Discovery of Rubidium, Cadmium, and Germanium Emission Lines in the Near-Infrared Spectra of Planetary Nebulae

TL;DR

This study reports the first identification of rubidium, cadmium, and germanium emission lines in the near-infrared spectra of planetary nebulae, providing insights into s-process nucleosynthesis during stellar evolution.

Contribution

It presents new near-infrared emission line identifications for Rb, Cd, and Ge in planetary nebulae and derives their abundances, testing stellar nucleosynthesis models.

Findings

Rb and Cd are 2-4 times solar in the nebulae.

Ge abundance is subsolar but uncertain due to ionization correction.

The measured s-process enrichments align with stellar evolution models.

Abstract

We identify [Rb IV] 1.5973 and [Cd IV] 1.7204 micron emission lines in high-resolution (R=40,000) near-infrared spectra of the planetary nebulae (PNe) NGC 7027 and IC 5117, obtained with the IGRINS spectrometer on the 2.7-m telescope at McDonald Observatory.
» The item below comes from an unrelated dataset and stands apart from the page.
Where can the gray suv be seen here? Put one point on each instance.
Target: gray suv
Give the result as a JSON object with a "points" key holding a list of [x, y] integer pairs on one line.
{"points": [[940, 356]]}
We also identify [Ge VI] 2.1930 $\mu$m in NGC 7027. Alternate identifications for these features are ruled out based on the absence of other multiplet members and/or transitions with the same upper levels. Ge, Rb, and Cd can be enriched in PNe by s-process nucleosynthesis during the asymptotic giant branch (AGB) stage of evolution. To determine ionic abundances, we calculate [Rb IV] collision strengths and use approximations for those of [Cd IV] and [Ge VI]. Our identification of [Rb IV] 1.5973 $\mu$m is supported by the agreement between Rb3+/H+ abundances found from this line and the 5759.55 A feature in NGC 7027. Elemental Rb, Cd, and Ge abundances are derived with ionization corrections based on similarities in ionization potential ranges between the detected ions and O and Ne ionization states. Our analysis indicates abundances 2-4 times solar for Rb and Cd in both nebulae. Ge is subsolar in NGC 7027, but its abundance is uncertain due to the large and uncertain ionization correction. The general consistency of the measured relative s-process enrichments with predictions from models appropriate for these PNe (2.0-2.5 M_sun, [Fe/H]= -0.37) demonstrates the potential of using PN compositions to test s-process nucleosynthesis models.